Did you know that the yellow flower of the dandelion is what directly turns into the fluffy white spheres that kids love to blow into the wind?

How does dandelion help my health?

As mentioned above, different parts of the dandelion plant afford different health benefits. The leaves are well known to be restorative and protective of the liver, but the medicinal properties of the root have powerful systemic effects as well. Research has shown that dandelion can help for issues such as: high cholesterol and triglycerides, obesity, various cancers, infections, oxidative stress, and indigestion. 1,2,3

What medical conditions/symptoms is Dandelion good for?

• Alcohol or drug-induced liver injury (root)
Melanoma (root), colorectal (root), pancreatic (root), chronic myelomonocytic leukemia (root), breast and prostate cancers (whole plant)
• Indigestion (leaf)
Minor infections (topical root extract)
High Cholesterol

Let’s try it out with delicious and nutritious recipes!


Sautéed Spicy Dandelion Greens and Onions




4 pounds dandelion greens, tough (lower) parts of stems discarded and leaves cut crosswise into 2-inch pieces 2 tablespoons extra-virgin olive oil, plus additional for drizzling
2 tablespoons unsalted butter
2 large onions, halved and thinly sliced
4 large garlic cloves, coarsely chopped
1 fresh hot Italian cherry pepper, seeded and minced, or 1/2 teaspoon crushed red pepper
Salt and freshly ground black pepper



Cook greens in 2 batches in an 8-quart pot of well-salted boiling water, uncovered, until ribs are tender, about 10 minutes per batch.
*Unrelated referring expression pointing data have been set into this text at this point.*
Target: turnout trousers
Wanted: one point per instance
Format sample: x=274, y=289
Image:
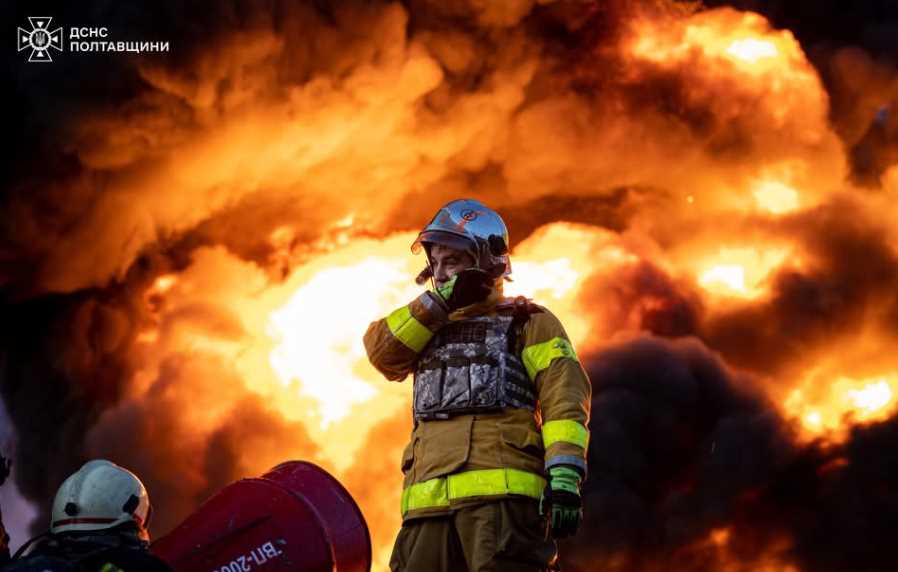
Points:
x=506, y=535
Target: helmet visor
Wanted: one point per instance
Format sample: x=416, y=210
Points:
x=444, y=238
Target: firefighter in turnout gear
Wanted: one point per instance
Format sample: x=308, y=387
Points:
x=98, y=524
x=500, y=403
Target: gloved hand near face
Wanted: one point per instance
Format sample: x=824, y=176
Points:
x=465, y=288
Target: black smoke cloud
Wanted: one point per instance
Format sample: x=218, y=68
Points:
x=691, y=469
x=75, y=259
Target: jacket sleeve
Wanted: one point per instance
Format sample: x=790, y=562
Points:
x=563, y=389
x=393, y=343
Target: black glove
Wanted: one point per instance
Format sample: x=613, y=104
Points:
x=561, y=501
x=467, y=287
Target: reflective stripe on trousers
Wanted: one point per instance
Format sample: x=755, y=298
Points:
x=487, y=482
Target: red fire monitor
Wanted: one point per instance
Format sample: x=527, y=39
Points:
x=296, y=517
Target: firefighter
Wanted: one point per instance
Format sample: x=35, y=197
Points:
x=98, y=524
x=500, y=402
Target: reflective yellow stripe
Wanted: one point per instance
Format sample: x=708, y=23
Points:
x=488, y=482
x=428, y=494
x=566, y=431
x=538, y=356
x=412, y=333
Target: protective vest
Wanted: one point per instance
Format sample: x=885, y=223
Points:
x=472, y=366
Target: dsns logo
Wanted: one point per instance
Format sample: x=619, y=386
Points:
x=40, y=38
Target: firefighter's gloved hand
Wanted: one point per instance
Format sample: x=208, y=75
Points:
x=561, y=501
x=465, y=288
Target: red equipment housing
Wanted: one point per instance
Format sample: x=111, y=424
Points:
x=295, y=517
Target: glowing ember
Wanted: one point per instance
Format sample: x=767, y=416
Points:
x=775, y=197
x=858, y=401
x=164, y=283
x=318, y=331
x=740, y=272
x=731, y=276
x=720, y=536
x=752, y=49
x=871, y=398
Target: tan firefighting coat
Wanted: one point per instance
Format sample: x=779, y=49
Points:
x=470, y=448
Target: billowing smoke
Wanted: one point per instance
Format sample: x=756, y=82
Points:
x=155, y=208
x=691, y=469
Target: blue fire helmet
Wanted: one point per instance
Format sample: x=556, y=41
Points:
x=470, y=226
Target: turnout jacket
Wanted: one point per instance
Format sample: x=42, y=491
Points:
x=474, y=457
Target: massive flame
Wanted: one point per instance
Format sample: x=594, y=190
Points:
x=679, y=180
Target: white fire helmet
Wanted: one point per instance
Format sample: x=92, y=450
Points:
x=99, y=496
x=470, y=226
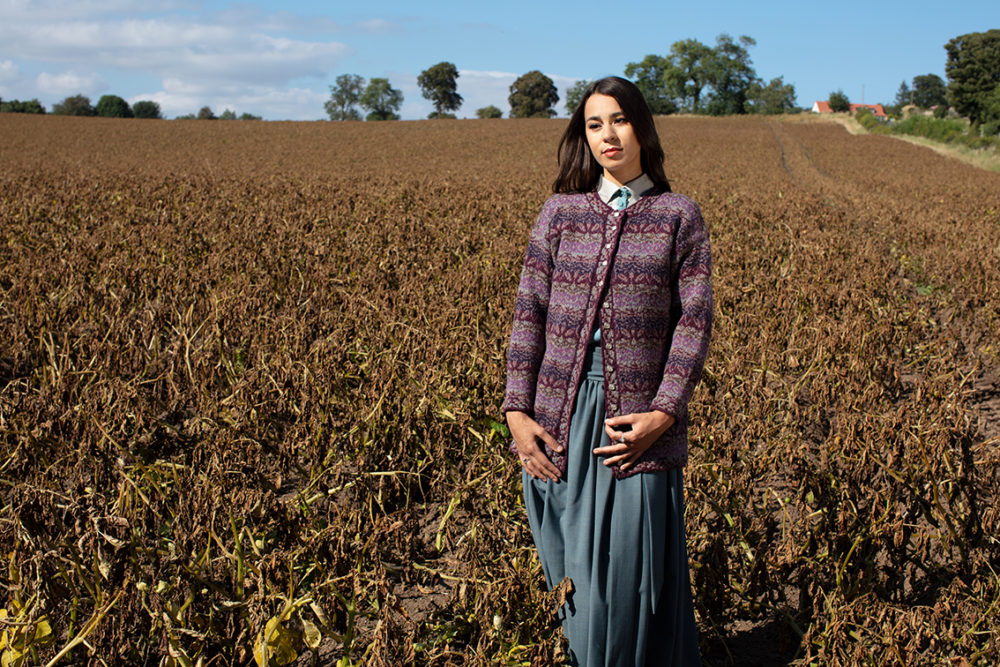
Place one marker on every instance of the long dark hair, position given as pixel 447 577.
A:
pixel 578 168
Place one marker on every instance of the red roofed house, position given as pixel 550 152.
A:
pixel 824 107
pixel 877 109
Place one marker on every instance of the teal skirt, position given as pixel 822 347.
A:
pixel 622 544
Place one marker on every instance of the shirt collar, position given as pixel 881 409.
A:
pixel 639 186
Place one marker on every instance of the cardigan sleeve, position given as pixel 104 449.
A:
pixel 527 338
pixel 691 296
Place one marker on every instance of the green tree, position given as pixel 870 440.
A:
pixel 575 94
pixel 904 96
pixel 438 85
pixel 838 101
pixel 533 95
pixel 776 97
pixel 344 97
pixel 112 106
pixel 146 109
pixel 689 72
pixel 929 90
pixel 381 100
pixel 19 106
pixel 991 127
pixel 650 77
pixel 973 70
pixel 730 73
pixel 490 111
pixel 75 105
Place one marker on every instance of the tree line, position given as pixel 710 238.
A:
pixel 112 106
pixel 972 89
pixel 693 77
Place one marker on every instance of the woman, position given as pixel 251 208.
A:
pixel 611 328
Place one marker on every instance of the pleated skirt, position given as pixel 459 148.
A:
pixel 622 544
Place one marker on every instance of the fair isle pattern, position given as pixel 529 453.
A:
pixel 645 272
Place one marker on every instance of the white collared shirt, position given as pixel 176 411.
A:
pixel 606 188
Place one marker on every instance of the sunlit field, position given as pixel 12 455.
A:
pixel 250 379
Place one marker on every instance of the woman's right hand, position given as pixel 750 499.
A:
pixel 526 433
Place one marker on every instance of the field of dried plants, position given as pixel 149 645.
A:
pixel 250 376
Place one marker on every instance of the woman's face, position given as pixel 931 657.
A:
pixel 612 139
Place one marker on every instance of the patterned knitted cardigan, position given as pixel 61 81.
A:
pixel 645 272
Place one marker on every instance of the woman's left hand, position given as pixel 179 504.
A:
pixel 627 446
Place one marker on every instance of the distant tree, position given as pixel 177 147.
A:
pixel 650 77
pixel 689 72
pixel 532 95
pixel 838 101
pixel 904 96
pixel 730 73
pixel 381 100
pixel 344 97
pixel 438 84
pixel 75 105
pixel 973 70
pixel 575 94
pixel 489 112
pixel 774 98
pixel 929 91
pixel 991 126
pixel 19 106
pixel 112 106
pixel 146 109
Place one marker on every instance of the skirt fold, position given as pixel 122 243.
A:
pixel 622 544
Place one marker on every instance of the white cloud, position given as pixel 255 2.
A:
pixel 46 10
pixel 69 83
pixel 179 48
pixel 179 98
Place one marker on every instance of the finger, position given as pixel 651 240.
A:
pixel 618 437
pixel 612 449
pixel 543 469
pixel 622 420
pixel 548 439
pixel 624 460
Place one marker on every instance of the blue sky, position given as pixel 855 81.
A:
pixel 277 59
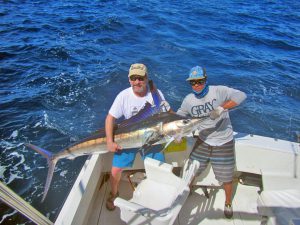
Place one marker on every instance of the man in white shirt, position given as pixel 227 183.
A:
pixel 127 103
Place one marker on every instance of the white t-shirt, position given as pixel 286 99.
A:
pixel 127 104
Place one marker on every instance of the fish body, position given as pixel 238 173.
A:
pixel 150 126
pixel 156 129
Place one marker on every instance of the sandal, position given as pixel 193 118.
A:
pixel 110 201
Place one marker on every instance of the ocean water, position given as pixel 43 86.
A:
pixel 63 62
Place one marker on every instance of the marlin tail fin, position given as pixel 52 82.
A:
pixel 51 164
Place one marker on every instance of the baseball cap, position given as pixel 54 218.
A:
pixel 197 73
pixel 137 69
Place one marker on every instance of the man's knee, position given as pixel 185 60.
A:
pixel 115 172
Scoop out each batch of greens as cooked with a skimmer or slotted spoon into a colander, then rinse under cold water to stop cooking. Drain well, gently pressing out excess water, and transfer to a bowl.
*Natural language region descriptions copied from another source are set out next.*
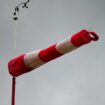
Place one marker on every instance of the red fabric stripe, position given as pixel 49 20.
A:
pixel 49 54
pixel 17 66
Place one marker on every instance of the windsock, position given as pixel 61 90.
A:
pixel 32 60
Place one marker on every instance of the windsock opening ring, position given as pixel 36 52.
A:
pixel 92 36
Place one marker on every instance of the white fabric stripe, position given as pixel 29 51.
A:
pixel 32 60
pixel 65 46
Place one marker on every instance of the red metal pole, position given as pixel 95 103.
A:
pixel 13 90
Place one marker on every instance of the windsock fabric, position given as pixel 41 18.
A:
pixel 32 60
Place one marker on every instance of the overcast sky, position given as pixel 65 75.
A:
pixel 77 78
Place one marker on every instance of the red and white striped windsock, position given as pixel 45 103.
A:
pixel 29 61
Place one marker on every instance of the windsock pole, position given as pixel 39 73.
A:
pixel 15 18
pixel 13 90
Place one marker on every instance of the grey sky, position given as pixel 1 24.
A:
pixel 77 78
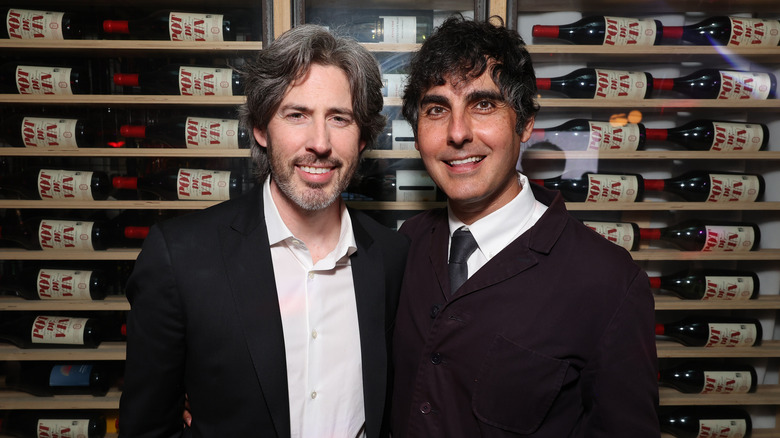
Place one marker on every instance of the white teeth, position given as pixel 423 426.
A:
pixel 315 170
pixel 467 160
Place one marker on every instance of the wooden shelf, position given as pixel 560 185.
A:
pixel 668 302
pixel 106 351
pixel 111 303
pixel 671 349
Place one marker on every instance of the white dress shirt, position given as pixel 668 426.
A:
pixel 497 230
pixel 321 334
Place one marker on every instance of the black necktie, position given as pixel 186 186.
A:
pixel 462 246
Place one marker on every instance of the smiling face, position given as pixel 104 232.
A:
pixel 467 140
pixel 313 140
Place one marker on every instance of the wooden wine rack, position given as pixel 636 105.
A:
pixel 768 394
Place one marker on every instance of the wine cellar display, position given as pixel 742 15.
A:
pixel 660 130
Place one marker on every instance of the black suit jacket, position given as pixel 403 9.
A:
pixel 205 320
pixel 553 337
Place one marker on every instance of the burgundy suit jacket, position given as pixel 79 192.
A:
pixel 553 337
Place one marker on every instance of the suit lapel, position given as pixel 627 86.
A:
pixel 247 256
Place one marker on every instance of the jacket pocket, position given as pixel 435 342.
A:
pixel 517 386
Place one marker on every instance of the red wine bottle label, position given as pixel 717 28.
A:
pixel 728 287
pixel 736 85
pixel 39 132
pixel 65 184
pixel 605 136
pixel 183 26
pixel 620 31
pixel 733 188
pixel 617 233
pixel 198 184
pixel 754 32
pixel 729 238
pixel 722 428
pixel 726 382
pixel 618 84
pixel 202 132
pixel 398 30
pixel 63 284
pixel 34 25
pixel 204 81
pixel 64 427
pixel 731 335
pixel 731 137
pixel 43 80
pixel 58 330
pixel 55 234
pixel 612 188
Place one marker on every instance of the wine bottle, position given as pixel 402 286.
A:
pixel 597 187
pixel 591 135
pixel 45 379
pixel 175 26
pixel 44 331
pixel 376 25
pixel 191 132
pixel 705 422
pixel 185 81
pixel 709 284
pixel 52 184
pixel 38 424
pixel 18 78
pixel 57 234
pixel 706 135
pixel 710 83
pixel 604 30
pixel 713 331
pixel 185 184
pixel 728 31
pixel 28 24
pixel 697 235
pixel 701 186
pixel 592 83
pixel 695 378
pixel 623 234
Heat oil and butter in cleaned pot over medium heat until foam subsides, then cook onions with garlic, cherry pepper, 1/2 teaspoon salt, and 1/4 teaspoon pepper, covered, stirring occasionally, until pale golden, about 8 minutes. Add greens and cook, covered, stirring occasionally, until onions are tender, 4 to 6 minutes. Transfer dandelion green mixture with a slotted spoon to a serving bowl and drizzle with additional oil.

Cooks’ notes:
Dandelion greens can be washed, dried, and cut 2 days ahead and chilled in sealable bags lined with damp paper towels. Dandelion greens (with onions) can be cooked 2 hours ahead and kept at room temperature. Reheat over low heat or in a microwave.

Thank you to Epicurious.com for this recipe and notes.
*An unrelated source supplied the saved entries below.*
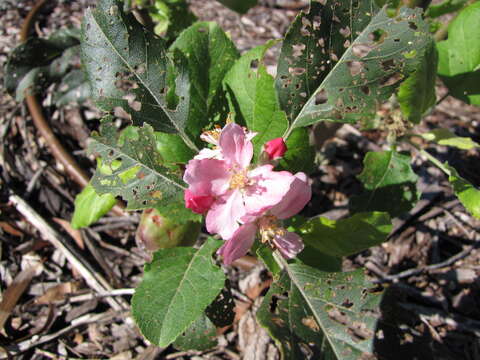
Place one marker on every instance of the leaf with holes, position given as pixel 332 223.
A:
pixel 177 287
pixel 240 6
pixel 346 236
pixel 344 308
pixel 128 68
pixel 468 195
pixel 313 45
pixel 416 94
pixel 289 320
pixel 153 185
pixel 252 92
pixel 447 138
pixel 369 71
pixel 210 55
pixel 390 184
pixel 459 56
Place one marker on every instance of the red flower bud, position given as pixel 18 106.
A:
pixel 275 148
pixel 198 204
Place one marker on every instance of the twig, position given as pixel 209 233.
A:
pixel 15 350
pixel 92 278
pixel 412 272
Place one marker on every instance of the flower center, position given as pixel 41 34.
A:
pixel 269 227
pixel 238 181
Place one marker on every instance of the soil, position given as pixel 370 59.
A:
pixel 429 266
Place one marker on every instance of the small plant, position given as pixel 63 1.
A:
pixel 214 137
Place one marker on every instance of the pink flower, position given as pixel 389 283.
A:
pixel 198 204
pixel 275 148
pixel 238 190
pixel 288 243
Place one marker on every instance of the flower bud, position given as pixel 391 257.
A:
pixel 155 231
pixel 275 148
pixel 198 204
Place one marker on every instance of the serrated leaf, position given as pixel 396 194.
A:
pixel 385 168
pixel 128 67
pixel 153 184
pixel 312 46
pixel 300 155
pixel 346 236
pixel 177 287
pixel 288 319
pixel 445 7
pixel 240 6
pixel 447 138
pixel 369 71
pixel 468 195
pixel 459 56
pixel 416 94
pixel 89 207
pixel 344 308
pixel 200 336
pixel 253 92
pixel 73 88
pixel 390 183
pixel 210 54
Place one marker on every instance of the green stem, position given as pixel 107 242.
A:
pixel 431 158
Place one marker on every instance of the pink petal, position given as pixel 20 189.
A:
pixel 207 177
pixel 236 149
pixel 198 204
pixel 268 189
pixel 295 199
pixel 225 213
pixel 275 148
pixel 239 244
pixel 289 244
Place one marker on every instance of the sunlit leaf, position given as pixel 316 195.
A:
pixel 177 287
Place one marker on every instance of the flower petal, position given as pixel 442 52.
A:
pixel 207 177
pixel 225 213
pixel 289 244
pixel 295 199
pixel 236 148
pixel 268 189
pixel 239 244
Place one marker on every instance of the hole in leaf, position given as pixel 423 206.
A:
pixel 321 97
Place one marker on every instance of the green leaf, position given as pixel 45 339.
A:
pixel 459 56
pixel 306 56
pixel 128 67
pixel 210 54
pixel 416 94
pixel 346 236
pixel 89 207
pixel 153 185
pixel 344 308
pixel 240 6
pixel 468 195
pixel 369 71
pixel 386 168
pixel 445 7
pixel 288 319
pixel 200 336
pixel 177 287
pixel 74 88
pixel 300 155
pixel 172 149
pixel 390 183
pixel 254 96
pixel 447 138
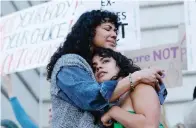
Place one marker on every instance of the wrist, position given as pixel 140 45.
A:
pixel 136 78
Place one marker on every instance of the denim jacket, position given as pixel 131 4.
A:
pixel 75 92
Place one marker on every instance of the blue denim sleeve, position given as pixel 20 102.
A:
pixel 21 115
pixel 85 92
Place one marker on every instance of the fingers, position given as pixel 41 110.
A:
pixel 157 86
pixel 107 124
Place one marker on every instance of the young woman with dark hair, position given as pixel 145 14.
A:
pixel 74 89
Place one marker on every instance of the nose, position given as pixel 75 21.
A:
pixel 114 35
pixel 98 67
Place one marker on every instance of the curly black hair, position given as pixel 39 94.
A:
pixel 125 64
pixel 80 39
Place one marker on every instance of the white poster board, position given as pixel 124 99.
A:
pixel 190 22
pixel 166 57
pixel 29 37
Dandelion Pumpkin Seed Pesto



Makes about 1 cup

3/4 cup unsalted hulled (green) pumpkin seeds
3 garlic cloves, minced
1/4 cup freshly grated Parmesan
1 bunch dandelion greens (about 2 cups, loosely packed)
1 tablespoon lemon juice
1/2 cup extra-virgin olive oil
1/2 teaspoon kosher salt
Black pepper, to taste



Preheat the oven to 350°F. Pour the pumpkin seeds onto a shallow-rimmed baking sheet and roast until just fragrant, about 5 minutes. Remove from the oven and allow to cool.

Pulse the garlic and pumpkin seeds together in the bowl of a food processor until very finely chopped.

Add Parmesan cheese, dandelion greens, and lemon juice and process continuously until combined. Stop the processor every now and again to scrape down the sides of the bowl. The pesto will be very thick and difficult to process after awhile — that’s ok.

With the blade running, slowly pour in the olive oil and process until the pesto is smooth. Add salt and pepper to taste.

Thank you to theKitchn.com for this wonderful recipe!